Posted by Michael Dürig <md...@apache.org>.

On 7.5.12 20:03, David Hausladen wrote:
> Hi,
>
> I have some questions about BTreeManager and how it is used to solve the problem of large sets of child nodes. We're converting a legacy document store into Jackrabbit, preserving file paths. Unfortunately, we found that this legacy store was very flat in some cases and when that is the case, performance suffers, in some cases dramatically. A few searches turned up BTreeManager. But there's very little documentation of how to use it.
>
> 1.) First of all, is it automatically used by Jackrabbit to manage the children of all nodes, or is it an opt-in feature?

It is an opt-in feature. Jackrabbit only uses it in the UserManager 
implementation for managing groups with many members.

> 2.) If it is an opt-in feature, does one need to always use ItemSequence to access the children of a node?  Based on what I see of the code, it seems necessary since without the mapping performed by ItemSequence, the backing nodes' getNodes methods would return the internal (hierarchical) rather than the flat structure.

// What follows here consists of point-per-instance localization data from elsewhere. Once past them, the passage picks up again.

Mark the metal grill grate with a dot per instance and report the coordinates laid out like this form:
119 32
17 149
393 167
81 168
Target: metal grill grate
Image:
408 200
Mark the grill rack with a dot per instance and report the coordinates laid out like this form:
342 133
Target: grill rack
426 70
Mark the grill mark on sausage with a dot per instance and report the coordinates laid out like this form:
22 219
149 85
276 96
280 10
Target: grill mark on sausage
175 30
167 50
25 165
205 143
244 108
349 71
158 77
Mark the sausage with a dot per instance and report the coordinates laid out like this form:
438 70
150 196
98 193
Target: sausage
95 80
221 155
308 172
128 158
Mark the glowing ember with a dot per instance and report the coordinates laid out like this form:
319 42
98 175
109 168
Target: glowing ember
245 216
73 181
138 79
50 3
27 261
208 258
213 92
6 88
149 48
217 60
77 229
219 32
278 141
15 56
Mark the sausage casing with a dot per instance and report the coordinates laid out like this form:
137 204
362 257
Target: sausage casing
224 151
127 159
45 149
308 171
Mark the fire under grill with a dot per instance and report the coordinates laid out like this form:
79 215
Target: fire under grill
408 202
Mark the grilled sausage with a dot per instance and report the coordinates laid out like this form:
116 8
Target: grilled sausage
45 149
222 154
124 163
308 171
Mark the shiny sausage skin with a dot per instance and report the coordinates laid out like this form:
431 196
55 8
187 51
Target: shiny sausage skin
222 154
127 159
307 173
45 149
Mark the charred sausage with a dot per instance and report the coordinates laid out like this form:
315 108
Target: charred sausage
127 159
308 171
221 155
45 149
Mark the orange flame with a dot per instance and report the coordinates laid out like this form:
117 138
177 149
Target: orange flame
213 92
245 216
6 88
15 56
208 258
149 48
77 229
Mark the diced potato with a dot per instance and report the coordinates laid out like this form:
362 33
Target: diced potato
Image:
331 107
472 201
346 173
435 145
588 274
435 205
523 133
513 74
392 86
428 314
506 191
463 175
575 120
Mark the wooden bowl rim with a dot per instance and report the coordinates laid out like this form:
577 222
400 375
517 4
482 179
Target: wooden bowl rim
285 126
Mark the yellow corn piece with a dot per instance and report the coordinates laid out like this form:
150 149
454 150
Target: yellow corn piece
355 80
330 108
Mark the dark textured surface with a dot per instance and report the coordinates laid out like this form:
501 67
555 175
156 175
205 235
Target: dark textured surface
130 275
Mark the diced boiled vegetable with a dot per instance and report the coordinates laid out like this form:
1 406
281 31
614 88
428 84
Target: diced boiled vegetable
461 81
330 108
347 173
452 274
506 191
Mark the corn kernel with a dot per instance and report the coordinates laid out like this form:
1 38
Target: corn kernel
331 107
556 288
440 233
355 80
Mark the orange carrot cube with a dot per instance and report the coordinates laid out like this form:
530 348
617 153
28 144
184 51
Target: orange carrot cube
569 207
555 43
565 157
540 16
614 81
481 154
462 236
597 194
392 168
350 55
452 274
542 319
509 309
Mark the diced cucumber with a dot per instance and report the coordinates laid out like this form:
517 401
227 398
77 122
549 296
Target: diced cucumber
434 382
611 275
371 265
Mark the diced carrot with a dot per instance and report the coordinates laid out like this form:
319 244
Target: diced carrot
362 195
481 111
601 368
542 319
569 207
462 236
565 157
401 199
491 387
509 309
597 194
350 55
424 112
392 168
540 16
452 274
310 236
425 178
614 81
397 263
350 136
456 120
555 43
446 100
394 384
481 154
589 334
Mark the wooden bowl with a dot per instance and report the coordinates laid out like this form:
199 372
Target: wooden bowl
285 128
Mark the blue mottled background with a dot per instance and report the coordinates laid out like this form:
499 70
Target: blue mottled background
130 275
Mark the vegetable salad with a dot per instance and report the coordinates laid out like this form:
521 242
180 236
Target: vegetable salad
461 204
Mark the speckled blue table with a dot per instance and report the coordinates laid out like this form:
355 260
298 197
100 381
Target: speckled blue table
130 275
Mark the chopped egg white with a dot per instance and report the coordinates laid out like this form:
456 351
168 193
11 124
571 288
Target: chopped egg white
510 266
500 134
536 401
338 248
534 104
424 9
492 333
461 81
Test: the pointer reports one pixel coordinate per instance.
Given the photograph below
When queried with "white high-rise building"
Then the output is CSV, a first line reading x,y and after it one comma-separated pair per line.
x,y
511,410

Basically yes. TreeManager instances are responsible for mapping 
sequential structures to tree structures. The BTreeManager uses a BTree 
for that. NodeSequence and PropertySequence provide means for accessing 
nodes in such trees as though they are a sequential structures. If you 
access the underlying tree directly, you will see the internal BTree 
structure.

Michael



>
> Thanks,
> Dave